En este camino me han acompañado voces que me han marcado. Mario Benedetti, con su ternura militante, con su poesía cotidiana que es a la vez abrazo y denuncia. Pablo Neruda, con su pasión terrestre, su canto a los pueblos, su poesía que mezcla la sensualidad con la rebeldía. Leonardo Boff, con su teología que huele a tierra, que baja del cielo para encontrarse con los pobres, que convierte la fe en compromiso ecológico, ético, humano. Antonio Gramsci, con su mirada lúcida sobre la cultura como campo de batalla, sobre la necesidad de construir nuevas hegemonías desde abajo, desde el sentido común de los pueblos.
Viajar por distintos países, conocer otras culturas, dialogar con otras formas de pensar y de vivir, ha sido parte esencial de este proceso. Pero fue en los barrios, en los márgenes de mi propio país, donde encontré la verdad más honda, la dignidad no se enseña desde arriba, se descubre desde abajo.
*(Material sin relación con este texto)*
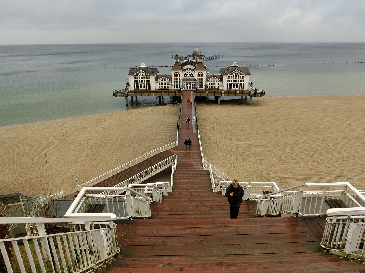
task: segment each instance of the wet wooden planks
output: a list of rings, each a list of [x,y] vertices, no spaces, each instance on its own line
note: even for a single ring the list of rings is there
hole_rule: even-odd
[[[184,98],[183,120],[191,118]],[[101,271],[365,272],[361,262],[322,250],[322,220],[256,217],[254,201],[243,202],[238,218],[230,219],[227,198],[212,192],[202,167],[192,123],[182,123],[173,192],[151,205],[152,219],[118,221],[121,255]],[[193,144],[185,149],[189,138]]]

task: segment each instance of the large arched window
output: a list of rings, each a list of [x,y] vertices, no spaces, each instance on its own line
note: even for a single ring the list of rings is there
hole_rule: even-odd
[[[140,72],[133,77],[134,90],[150,89],[151,79],[150,76],[143,72]]]
[[[167,88],[167,81],[166,79],[162,79],[158,82],[158,88],[160,89]]]
[[[184,74],[184,78],[193,78],[194,75],[191,72],[187,72]]]
[[[209,88],[218,88],[218,81],[215,78],[213,78],[209,82]]]
[[[203,72],[198,73],[198,88],[202,89],[204,88],[204,74]]]
[[[180,74],[178,72],[174,73],[174,89],[180,88]]]
[[[227,78],[227,89],[243,89],[245,88],[245,75],[234,72]]]

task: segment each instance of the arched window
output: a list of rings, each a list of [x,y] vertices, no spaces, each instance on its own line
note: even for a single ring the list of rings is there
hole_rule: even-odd
[[[174,89],[180,88],[180,74],[178,72],[174,73]]]
[[[162,79],[158,82],[158,88],[160,89],[167,88],[167,81],[166,79]]]
[[[187,72],[184,74],[184,78],[193,78],[194,75],[191,72]]]
[[[218,81],[215,78],[212,79],[209,82],[210,88],[218,88]]]
[[[143,72],[140,72],[133,77],[135,90],[150,89],[151,79],[150,76]]]
[[[243,89],[245,88],[245,75],[236,72],[227,78],[227,89]]]
[[[202,89],[204,88],[204,74],[203,72],[198,73],[198,89]]]

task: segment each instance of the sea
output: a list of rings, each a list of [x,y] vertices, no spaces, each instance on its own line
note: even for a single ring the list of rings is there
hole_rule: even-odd
[[[234,62],[248,67],[250,81],[265,96],[365,95],[364,43],[4,45],[0,126],[155,107],[154,96],[130,99],[126,106],[113,91],[126,86],[130,68],[144,63],[170,74],[175,54],[192,54],[196,46],[207,56],[219,55],[204,60],[210,74]],[[165,97],[162,104],[174,99]]]

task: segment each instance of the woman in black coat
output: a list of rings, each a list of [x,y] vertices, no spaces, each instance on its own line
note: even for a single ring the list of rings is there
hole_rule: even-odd
[[[242,203],[242,198],[245,194],[243,189],[238,184],[238,180],[233,180],[226,189],[224,195],[228,197],[231,218],[235,219],[238,215],[239,206]]]

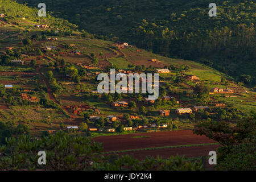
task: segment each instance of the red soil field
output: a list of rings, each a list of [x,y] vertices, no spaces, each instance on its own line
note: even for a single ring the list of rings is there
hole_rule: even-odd
[[[158,155],[163,159],[169,158],[171,155],[185,155],[185,158],[196,158],[208,156],[210,151],[216,151],[221,145],[210,145],[196,147],[184,147],[174,148],[148,150],[118,153],[119,155],[131,155],[138,160],[144,160],[146,156],[152,156],[156,158]]]
[[[148,137],[133,138],[139,136]],[[193,134],[191,130],[97,136],[93,139],[96,142],[103,143],[104,152],[216,142],[205,136]]]

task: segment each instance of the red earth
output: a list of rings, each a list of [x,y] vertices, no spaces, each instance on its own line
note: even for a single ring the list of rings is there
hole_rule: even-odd
[[[156,158],[158,155],[163,159],[169,158],[171,155],[185,155],[185,158],[196,158],[202,156],[208,156],[210,151],[216,151],[221,146],[213,144],[209,146],[184,147],[174,148],[156,149],[130,151],[118,153],[119,155],[131,155],[138,160],[144,160],[146,156],[152,156]]]
[[[134,138],[139,136],[146,136],[146,137]],[[176,130],[97,136],[93,139],[96,142],[103,143],[104,152],[216,142],[205,136],[193,134],[191,130]],[[181,148],[181,150],[183,150],[184,148],[185,147]],[[166,149],[164,150],[166,150]],[[142,151],[139,151],[139,152],[141,152]]]

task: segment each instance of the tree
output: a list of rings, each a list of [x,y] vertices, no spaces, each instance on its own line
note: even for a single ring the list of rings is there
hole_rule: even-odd
[[[131,119],[128,121],[128,126],[132,126],[133,125],[133,122]]]
[[[233,126],[227,122],[205,122],[195,126],[193,133],[218,142],[217,169],[255,169],[256,121],[250,117]]]
[[[128,102],[128,107],[130,109],[134,109],[136,108],[136,103],[134,101],[130,101]]]
[[[141,114],[145,114],[147,113],[145,106],[141,106],[141,107],[139,107],[139,112]]]
[[[166,160],[151,158],[138,160],[129,155],[106,158],[101,153],[102,146],[88,137],[72,136],[61,131],[37,139],[25,135],[17,139],[9,138],[7,146],[0,147],[2,154],[0,170],[194,171],[203,168],[201,162],[188,162],[177,155]],[[46,152],[45,165],[38,163],[39,151]]]
[[[26,38],[23,40],[23,44],[26,46],[30,46],[32,44],[31,40]]]
[[[119,133],[123,133],[124,130],[123,127],[125,126],[123,125],[119,125],[119,126],[117,128],[117,131]]]
[[[61,122],[61,123],[60,123],[60,127],[61,129],[64,129],[64,128],[65,127],[63,122]]]
[[[205,85],[203,82],[197,84],[194,89],[194,93],[199,96],[204,94],[209,94],[210,88],[209,86]]]
[[[37,56],[42,56],[43,52],[42,52],[41,49],[39,48],[36,48],[36,55]]]
[[[88,113],[85,113],[84,114],[84,118],[85,120],[87,120],[89,119],[89,118],[90,118],[90,114],[89,114]]]
[[[125,114],[123,114],[123,119],[126,119],[126,120],[128,120],[130,119],[130,116],[128,114],[126,113]]]
[[[36,60],[34,59],[31,60],[31,61],[30,61],[30,65],[32,67],[35,67],[35,66],[36,65]]]
[[[43,35],[42,36],[42,40],[46,40],[47,39],[47,37],[46,36],[46,35],[44,34],[44,35]]]
[[[52,78],[53,76],[53,73],[52,73],[52,72],[51,71],[49,71],[47,72],[46,76],[49,79]]]
[[[65,60],[64,59],[61,59],[60,60],[60,65],[62,66],[65,65],[65,64],[66,64],[66,62],[65,61]]]
[[[85,131],[88,129],[88,126],[87,126],[87,124],[86,123],[81,122],[79,127],[79,129],[81,131]]]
Ahí, donde la vida resiste, donde la injusticia se vuelve cotidiana y el amor es más generoso porque no sobra nada.
Desde lo terrenal se redescubre que todo ser humano es portador de la imagen de Dios (Imago Dei) y, por tanto, posee un valor intrínseco que no depende de su condición social, económica, cultural o religiosa. Reconocer esta verdad implica mirar al otro no como un medio, sino como un fin en sí mismo, digno de respeto, cuidado y justicia. En un mundo que muchas veces deshumaniza y descarta, afirmar la Imago Dei en cada persona es un acto de resistencia ética y espiritual, una forma de construir relaciones basadas en la dignidad, la compasión y la fraternidad.
La vida humana se debate constantemente en el entrecruce de las utopías y el desgarro de lo real. Escribir desde ahí, desde esa tensión permanente entre lo que soñamos y lo que enfrentamos, ha sido para mí una forma de vivir. Vivimos atrapados entre el impulso de Sísifo, que sube la piedra con esperanza, y la crudeza de una historia que muchas veces parece repetirse sin redención. Pero es precisamente en ese cruce donde brota la autenticidad; allí donde la esperanza no niega el dolor, sino que lo abraza para transformarlo.
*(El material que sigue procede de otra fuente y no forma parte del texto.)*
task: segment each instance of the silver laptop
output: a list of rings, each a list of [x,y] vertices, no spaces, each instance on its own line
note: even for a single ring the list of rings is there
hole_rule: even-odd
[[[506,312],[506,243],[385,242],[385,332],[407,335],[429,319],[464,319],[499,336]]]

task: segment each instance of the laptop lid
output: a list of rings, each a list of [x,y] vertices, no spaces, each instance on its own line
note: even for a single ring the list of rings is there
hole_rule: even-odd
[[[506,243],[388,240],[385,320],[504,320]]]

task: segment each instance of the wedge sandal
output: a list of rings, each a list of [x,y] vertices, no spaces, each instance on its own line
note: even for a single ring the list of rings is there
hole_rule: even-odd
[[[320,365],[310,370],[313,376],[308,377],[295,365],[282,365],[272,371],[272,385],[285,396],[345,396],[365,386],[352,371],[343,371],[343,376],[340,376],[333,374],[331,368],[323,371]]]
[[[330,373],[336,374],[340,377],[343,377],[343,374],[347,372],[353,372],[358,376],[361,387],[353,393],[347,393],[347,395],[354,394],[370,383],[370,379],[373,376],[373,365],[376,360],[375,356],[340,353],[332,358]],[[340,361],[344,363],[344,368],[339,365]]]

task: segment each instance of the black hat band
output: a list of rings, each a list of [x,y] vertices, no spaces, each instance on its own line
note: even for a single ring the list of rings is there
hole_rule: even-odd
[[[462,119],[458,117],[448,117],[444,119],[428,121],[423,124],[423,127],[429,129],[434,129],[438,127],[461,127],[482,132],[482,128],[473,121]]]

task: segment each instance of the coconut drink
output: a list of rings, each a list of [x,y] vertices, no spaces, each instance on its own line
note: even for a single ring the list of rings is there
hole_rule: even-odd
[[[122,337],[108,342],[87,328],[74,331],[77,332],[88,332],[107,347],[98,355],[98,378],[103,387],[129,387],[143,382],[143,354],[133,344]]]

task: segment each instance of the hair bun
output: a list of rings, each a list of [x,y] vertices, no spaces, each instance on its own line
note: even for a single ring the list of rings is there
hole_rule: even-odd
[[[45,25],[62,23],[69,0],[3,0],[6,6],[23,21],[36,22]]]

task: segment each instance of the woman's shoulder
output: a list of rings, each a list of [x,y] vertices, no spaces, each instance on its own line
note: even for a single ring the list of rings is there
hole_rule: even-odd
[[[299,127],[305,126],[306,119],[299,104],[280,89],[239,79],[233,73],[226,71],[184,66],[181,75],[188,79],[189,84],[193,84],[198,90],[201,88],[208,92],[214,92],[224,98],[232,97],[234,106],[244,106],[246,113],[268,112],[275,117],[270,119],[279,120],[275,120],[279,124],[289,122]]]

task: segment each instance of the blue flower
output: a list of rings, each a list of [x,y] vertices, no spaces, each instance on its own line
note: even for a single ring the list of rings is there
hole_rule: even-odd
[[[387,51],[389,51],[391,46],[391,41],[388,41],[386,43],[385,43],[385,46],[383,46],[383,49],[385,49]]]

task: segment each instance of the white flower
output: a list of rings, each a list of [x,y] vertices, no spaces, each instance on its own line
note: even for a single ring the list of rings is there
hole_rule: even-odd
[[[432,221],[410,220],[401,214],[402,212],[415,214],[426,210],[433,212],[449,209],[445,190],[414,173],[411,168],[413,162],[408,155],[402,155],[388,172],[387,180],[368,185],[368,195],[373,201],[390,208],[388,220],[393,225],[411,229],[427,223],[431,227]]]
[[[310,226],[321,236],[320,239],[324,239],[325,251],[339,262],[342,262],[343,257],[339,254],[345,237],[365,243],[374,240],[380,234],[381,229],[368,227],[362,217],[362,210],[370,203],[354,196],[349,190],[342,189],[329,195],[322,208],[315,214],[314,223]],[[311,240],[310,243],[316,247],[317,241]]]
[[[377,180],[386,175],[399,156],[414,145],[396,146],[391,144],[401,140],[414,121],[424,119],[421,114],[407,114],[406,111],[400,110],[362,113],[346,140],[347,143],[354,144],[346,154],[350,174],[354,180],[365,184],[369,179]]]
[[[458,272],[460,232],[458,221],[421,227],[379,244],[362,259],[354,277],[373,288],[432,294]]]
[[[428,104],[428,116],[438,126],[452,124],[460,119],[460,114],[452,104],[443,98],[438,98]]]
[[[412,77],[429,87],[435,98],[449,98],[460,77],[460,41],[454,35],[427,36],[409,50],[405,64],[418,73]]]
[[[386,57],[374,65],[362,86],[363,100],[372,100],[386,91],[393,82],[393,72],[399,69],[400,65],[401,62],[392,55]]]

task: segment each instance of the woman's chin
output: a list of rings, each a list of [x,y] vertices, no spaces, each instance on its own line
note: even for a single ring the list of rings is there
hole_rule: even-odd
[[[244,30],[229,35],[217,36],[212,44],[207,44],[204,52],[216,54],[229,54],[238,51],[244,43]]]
Mi pasión por la escritura nace de ese lugar. Del deseo de encontrar sentido en medio del caos. Estar guiado por una intuición profunda, por una receptividad a lo imprevisto que nos enseña a no forzar el camino, sino a escucharlo. He aprendido que la disciplina sin pasión se vuelve esclavitud, y que la pasión sin dirección se dispersa. Por eso intento vivir en el equilibrio. Con un propósito claro, pero con los brazos abiertos a lo inesperado, porque en lo accidental también habita la gracia.
Atreverse a escribir en una sociedad que desprecia el pensamiento crítico, que valora más la acumulación que la contemplación, es un acto de resistencia. En un entorno donde la censura, la educación deficiente y el desinterés por la lectura se conjugan para ahogar la reflexión, cada palabra escrita es un gesto de libertad. La escritura, para mí, no es solo una forma de comunicación, es un ejercicio liberador, una catarsis que me permite decir lo que a veces no se puede decir en voz alta. Escribir es crear un espacio donde el alma respira, donde la conciencia se afila, donde la esperanza se rehace en cada línea.